The glory though is that Big Data can overcome those causality challenges because of the Big-ness of the Data. The volume, velocity and variety usurp sampling “thinking”, hypothesis testing and small data limitations.
This Khan Academy lesson in causality and correlation demonstrates the trip ups of small data sets and hypothesis testing. Using very little data from a small but statistically significant sample, an article suggests that one thing – eating breakfast – can decrease childhood obesity. The author never relays eating breakfast prevents obesity. As the lesson expounds, the careful word selection includes enough suggestion while omitting some relationships.
It’s a Wild World
In this example and in every hypothesis test, a plethora of variables must be held constant in order to create any deductions from the experiment. Like the examples above regarding eating donuts or preventing cancer, a hypothesis test tries to still a moment in time to get an answer when the reality of life is much more complex. Life an open system, subject to a world of whims and multiplying factors. Life is chaotic, vast dynamic systems sensitive to initial conditions that divine behavior.
The fault with small data can be overcome with Big Data capability. Big Data captures more, holds more and manipulates more data on a level we are really just beginning to comprehend. That transformation begins with removing the plaque of small data thinking.

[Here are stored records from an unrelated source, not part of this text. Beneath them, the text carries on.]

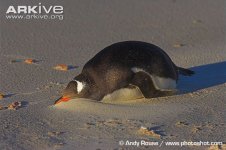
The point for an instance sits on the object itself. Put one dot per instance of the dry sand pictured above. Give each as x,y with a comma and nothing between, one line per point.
192,32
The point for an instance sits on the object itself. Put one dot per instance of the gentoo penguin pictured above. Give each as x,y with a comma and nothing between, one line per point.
126,64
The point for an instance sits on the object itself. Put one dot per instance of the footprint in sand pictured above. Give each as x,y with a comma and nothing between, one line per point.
14,105
181,124
64,67
27,61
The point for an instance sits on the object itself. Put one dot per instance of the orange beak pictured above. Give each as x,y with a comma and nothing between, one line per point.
62,99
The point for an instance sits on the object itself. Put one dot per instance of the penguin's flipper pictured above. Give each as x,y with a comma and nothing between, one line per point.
144,82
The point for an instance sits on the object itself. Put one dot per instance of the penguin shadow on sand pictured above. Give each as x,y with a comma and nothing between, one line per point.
205,76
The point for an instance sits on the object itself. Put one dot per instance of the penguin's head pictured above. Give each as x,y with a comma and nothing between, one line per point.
74,89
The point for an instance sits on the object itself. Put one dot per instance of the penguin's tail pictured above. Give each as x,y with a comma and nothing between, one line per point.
185,72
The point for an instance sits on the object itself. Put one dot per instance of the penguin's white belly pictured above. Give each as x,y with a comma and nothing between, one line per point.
123,94
160,83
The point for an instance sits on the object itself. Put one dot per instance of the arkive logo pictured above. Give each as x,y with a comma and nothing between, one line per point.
35,9
39,11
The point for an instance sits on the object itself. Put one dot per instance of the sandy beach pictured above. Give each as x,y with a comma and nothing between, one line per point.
191,32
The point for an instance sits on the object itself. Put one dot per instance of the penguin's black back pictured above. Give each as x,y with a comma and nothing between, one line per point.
130,54
111,68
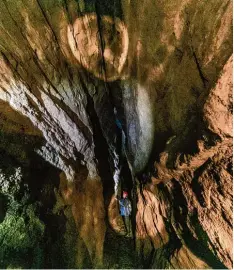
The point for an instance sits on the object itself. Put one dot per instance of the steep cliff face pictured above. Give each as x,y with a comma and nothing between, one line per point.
99,96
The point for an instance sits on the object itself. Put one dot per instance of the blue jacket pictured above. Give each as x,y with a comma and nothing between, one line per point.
125,207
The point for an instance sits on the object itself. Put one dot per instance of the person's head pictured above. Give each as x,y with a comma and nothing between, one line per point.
125,194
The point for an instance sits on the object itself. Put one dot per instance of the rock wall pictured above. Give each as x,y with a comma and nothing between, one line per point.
163,71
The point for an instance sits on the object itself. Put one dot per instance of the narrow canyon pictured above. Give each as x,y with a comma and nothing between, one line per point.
102,99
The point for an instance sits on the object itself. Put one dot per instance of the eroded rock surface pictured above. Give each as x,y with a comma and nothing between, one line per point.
92,87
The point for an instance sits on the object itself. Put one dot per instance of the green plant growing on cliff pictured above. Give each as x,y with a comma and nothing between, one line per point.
21,230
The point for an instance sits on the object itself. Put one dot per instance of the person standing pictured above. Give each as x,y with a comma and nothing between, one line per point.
125,212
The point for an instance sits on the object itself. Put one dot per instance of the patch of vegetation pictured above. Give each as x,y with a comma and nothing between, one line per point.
21,230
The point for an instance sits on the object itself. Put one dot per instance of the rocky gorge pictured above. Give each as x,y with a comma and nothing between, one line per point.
97,97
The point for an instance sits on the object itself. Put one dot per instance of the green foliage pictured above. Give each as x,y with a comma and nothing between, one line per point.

Big Data is best deployed en masse, collecting and digesting mass quantities of volume and variety of sources. Without hypothesis testing, the information is observed for the patterns and outliers that arise. Unlike the doctors and stock brokers and parents, Big Data weaves without bias.
So It’s Only Natural
Causality is natural. We do it without thinking, which is both a survival mechanism and a fault. We draw conclusions from information and we suffer sometimes from those derivations from incorrect assumptions. Although errant thinking can be overcome by careful thinking and rigorous process, some preconceptions will always elude us.
Big Data is subject to the same bias errors, and it can be even worse because of the volume, velocity and variety of data. But Big Data is a new methodology capability. That capability is still being explored and it needs to be done outside of small data context.
The signal in the noise though is brilliant. It can comprehend solutions we would never dreams and it will solve problems we didn’t think possible. Think Big. It’s coming.